Hong Kong shares have found support for a push to a new yearly high.

HK 50 – Daily Chart
The HK50 has shaken off a recent consolidation to jump back toward the October high of 27,402. Supportive global sentiment can see an imminent test in the week ahead.
Hong Kong shares were boosted by strong industrial data from China, with profit at industrial firms rising 5.3% year-on-year in December, after a more than 13% drop in November.
Data from the National Bureau of Statistics on Tuesday said profits at major industrial firms rose last year by 5.3 per cent year-on-year last month. That was a relief from a drop of more than 13% in November. The increase was led by strong activity at metals processing firms, where profits nearly tripled, while profits at non-ferrous metal firms climbed by more than 22%.

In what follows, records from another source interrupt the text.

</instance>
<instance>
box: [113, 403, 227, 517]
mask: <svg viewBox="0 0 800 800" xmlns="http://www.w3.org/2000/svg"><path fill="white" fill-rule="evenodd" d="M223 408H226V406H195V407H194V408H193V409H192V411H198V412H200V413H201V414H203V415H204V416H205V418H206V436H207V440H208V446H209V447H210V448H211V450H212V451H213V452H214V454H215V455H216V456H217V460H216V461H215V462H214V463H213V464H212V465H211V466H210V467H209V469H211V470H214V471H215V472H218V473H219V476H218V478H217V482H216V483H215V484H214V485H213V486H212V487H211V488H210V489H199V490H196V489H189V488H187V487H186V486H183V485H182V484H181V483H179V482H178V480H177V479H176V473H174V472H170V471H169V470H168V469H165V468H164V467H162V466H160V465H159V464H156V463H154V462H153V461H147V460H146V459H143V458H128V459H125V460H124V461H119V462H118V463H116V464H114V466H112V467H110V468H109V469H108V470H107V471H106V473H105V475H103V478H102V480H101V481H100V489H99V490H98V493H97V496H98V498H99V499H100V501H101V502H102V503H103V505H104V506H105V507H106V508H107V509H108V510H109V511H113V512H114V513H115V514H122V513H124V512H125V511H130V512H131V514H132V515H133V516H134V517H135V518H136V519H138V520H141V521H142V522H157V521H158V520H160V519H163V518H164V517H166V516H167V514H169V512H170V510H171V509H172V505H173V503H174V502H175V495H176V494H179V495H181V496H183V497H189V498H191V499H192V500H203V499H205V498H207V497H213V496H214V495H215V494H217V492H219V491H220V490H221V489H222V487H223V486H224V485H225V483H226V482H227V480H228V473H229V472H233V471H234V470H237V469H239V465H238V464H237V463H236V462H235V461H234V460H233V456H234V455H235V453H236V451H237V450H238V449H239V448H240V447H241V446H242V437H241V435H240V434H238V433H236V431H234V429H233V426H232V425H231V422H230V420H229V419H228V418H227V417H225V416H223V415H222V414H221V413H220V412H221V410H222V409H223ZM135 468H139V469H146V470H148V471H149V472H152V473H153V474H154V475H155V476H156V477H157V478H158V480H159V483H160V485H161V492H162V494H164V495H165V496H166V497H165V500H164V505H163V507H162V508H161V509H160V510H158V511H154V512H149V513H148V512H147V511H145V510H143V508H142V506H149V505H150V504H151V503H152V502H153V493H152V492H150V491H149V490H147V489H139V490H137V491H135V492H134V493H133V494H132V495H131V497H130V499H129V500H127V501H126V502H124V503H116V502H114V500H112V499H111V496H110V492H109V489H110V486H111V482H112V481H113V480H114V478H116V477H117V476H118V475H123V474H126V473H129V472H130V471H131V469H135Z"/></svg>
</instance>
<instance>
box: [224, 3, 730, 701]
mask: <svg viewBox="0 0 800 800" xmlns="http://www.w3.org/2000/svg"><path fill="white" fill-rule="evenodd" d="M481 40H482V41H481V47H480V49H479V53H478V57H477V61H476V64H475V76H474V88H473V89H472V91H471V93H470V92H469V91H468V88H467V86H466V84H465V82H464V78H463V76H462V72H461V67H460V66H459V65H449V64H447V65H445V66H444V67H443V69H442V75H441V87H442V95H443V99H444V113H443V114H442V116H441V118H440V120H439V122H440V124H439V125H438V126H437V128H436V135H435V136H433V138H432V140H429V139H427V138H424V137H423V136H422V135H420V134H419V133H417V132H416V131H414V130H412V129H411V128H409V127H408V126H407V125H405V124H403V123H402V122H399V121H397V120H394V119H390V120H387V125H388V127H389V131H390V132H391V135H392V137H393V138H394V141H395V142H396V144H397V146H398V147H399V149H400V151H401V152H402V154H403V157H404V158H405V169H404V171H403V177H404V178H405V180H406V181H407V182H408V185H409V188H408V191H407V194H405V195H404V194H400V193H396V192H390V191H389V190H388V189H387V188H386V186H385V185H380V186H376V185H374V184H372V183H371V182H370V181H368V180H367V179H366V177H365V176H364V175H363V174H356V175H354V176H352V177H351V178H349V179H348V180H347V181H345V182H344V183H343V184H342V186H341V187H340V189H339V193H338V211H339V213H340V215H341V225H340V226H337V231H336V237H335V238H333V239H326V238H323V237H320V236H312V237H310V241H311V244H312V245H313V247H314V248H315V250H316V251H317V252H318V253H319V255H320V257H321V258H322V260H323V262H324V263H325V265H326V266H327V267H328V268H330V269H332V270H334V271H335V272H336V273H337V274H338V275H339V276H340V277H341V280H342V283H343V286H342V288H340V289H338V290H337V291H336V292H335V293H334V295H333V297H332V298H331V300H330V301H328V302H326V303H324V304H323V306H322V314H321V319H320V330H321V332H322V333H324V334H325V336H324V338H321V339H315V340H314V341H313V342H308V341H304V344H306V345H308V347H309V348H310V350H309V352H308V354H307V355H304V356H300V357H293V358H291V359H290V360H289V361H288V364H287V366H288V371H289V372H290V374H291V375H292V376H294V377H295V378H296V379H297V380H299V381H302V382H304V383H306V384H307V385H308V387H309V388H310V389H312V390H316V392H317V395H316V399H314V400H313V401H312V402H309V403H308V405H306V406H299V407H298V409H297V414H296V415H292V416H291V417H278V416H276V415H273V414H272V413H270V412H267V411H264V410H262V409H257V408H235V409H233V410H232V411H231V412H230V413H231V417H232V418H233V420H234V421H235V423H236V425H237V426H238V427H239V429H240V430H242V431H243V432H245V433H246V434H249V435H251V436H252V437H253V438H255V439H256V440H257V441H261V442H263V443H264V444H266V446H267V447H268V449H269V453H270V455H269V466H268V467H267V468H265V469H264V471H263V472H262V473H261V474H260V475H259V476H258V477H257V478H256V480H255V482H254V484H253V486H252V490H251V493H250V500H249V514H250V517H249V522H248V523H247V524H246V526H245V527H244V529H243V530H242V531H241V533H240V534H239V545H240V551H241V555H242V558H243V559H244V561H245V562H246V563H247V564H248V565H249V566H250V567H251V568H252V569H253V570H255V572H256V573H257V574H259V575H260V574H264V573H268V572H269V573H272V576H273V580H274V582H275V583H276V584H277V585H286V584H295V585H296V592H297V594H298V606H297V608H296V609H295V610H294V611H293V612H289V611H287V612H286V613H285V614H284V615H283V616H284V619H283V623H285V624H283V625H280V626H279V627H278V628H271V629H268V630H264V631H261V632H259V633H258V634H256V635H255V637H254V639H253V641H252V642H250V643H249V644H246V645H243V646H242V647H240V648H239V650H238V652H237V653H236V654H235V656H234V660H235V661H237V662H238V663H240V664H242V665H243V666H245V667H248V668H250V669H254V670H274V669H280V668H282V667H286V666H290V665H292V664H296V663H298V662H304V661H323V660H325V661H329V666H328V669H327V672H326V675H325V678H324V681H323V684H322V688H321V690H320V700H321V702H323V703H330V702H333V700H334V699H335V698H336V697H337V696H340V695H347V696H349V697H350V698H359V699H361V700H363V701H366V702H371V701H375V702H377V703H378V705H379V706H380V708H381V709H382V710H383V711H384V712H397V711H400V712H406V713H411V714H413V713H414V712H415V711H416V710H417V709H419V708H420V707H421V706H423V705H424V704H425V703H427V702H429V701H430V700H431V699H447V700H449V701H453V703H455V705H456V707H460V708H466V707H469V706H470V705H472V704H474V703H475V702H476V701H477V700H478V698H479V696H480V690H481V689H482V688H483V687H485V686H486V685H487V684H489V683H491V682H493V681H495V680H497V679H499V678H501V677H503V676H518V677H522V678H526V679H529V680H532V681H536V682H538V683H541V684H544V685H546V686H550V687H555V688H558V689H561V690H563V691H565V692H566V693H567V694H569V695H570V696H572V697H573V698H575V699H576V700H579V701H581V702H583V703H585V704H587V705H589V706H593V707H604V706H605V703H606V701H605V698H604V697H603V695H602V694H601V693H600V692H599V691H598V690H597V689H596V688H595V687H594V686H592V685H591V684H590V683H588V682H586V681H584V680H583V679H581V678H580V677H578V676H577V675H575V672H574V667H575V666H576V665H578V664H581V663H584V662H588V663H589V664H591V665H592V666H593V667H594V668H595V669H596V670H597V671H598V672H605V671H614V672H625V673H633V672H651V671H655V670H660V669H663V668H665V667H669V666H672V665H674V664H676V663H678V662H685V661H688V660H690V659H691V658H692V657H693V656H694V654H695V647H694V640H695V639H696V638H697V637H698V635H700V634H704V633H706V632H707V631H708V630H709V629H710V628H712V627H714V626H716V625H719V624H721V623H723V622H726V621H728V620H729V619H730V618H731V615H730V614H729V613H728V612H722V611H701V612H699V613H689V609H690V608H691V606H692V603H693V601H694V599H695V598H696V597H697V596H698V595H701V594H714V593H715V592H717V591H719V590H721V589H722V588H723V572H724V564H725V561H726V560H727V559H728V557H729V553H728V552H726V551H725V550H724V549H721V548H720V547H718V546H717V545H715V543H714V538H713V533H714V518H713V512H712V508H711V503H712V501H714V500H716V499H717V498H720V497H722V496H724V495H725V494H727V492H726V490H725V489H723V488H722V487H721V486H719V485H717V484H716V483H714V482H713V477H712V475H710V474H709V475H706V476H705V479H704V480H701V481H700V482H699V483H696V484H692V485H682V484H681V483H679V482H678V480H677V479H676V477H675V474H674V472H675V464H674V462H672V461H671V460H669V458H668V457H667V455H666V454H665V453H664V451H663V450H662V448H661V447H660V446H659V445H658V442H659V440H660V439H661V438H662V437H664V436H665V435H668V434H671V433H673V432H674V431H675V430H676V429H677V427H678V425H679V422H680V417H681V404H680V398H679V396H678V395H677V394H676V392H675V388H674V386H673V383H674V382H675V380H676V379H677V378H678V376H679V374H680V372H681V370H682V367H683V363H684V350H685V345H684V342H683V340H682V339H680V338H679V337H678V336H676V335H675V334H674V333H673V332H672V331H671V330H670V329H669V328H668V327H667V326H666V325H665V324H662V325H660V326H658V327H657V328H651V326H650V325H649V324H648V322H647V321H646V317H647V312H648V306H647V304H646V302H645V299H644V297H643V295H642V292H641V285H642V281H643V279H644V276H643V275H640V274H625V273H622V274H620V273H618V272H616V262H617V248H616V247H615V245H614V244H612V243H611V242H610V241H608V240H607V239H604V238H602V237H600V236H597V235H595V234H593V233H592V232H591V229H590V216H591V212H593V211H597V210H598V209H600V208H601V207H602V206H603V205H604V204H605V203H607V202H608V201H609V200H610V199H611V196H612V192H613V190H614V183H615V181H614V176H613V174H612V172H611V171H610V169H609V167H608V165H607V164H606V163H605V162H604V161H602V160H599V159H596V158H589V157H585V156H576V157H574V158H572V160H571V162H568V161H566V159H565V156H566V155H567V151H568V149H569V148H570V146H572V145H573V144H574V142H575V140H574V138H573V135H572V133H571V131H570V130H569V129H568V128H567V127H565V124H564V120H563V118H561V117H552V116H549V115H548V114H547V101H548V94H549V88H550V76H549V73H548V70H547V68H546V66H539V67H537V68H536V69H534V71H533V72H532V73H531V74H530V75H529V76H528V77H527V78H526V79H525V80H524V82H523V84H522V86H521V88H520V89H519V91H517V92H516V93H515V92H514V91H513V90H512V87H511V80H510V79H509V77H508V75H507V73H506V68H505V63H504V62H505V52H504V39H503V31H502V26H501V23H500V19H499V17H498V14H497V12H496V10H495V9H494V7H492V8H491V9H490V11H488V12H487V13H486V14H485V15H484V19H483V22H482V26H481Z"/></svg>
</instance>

“We remain overall positive on Chinese equities but with a recognition that performance is going to become increasingly sector or stock specific,” said William Bratton, head of equity research for BNP Paribas Asia.
Industrials, materials and technology were likely to lead to further outperformance in the first half of 2026, analysts said. Traders are also convinced that the Chinese government will fuel markets with stimulus, despite recent efforts to slow speculative demand.
US stocks have also been supported, with the S&P 500 trading within a few points of the all-time highs. A cooling of global risk sentiment has boosted share prices, but gold and silver have continued to rise.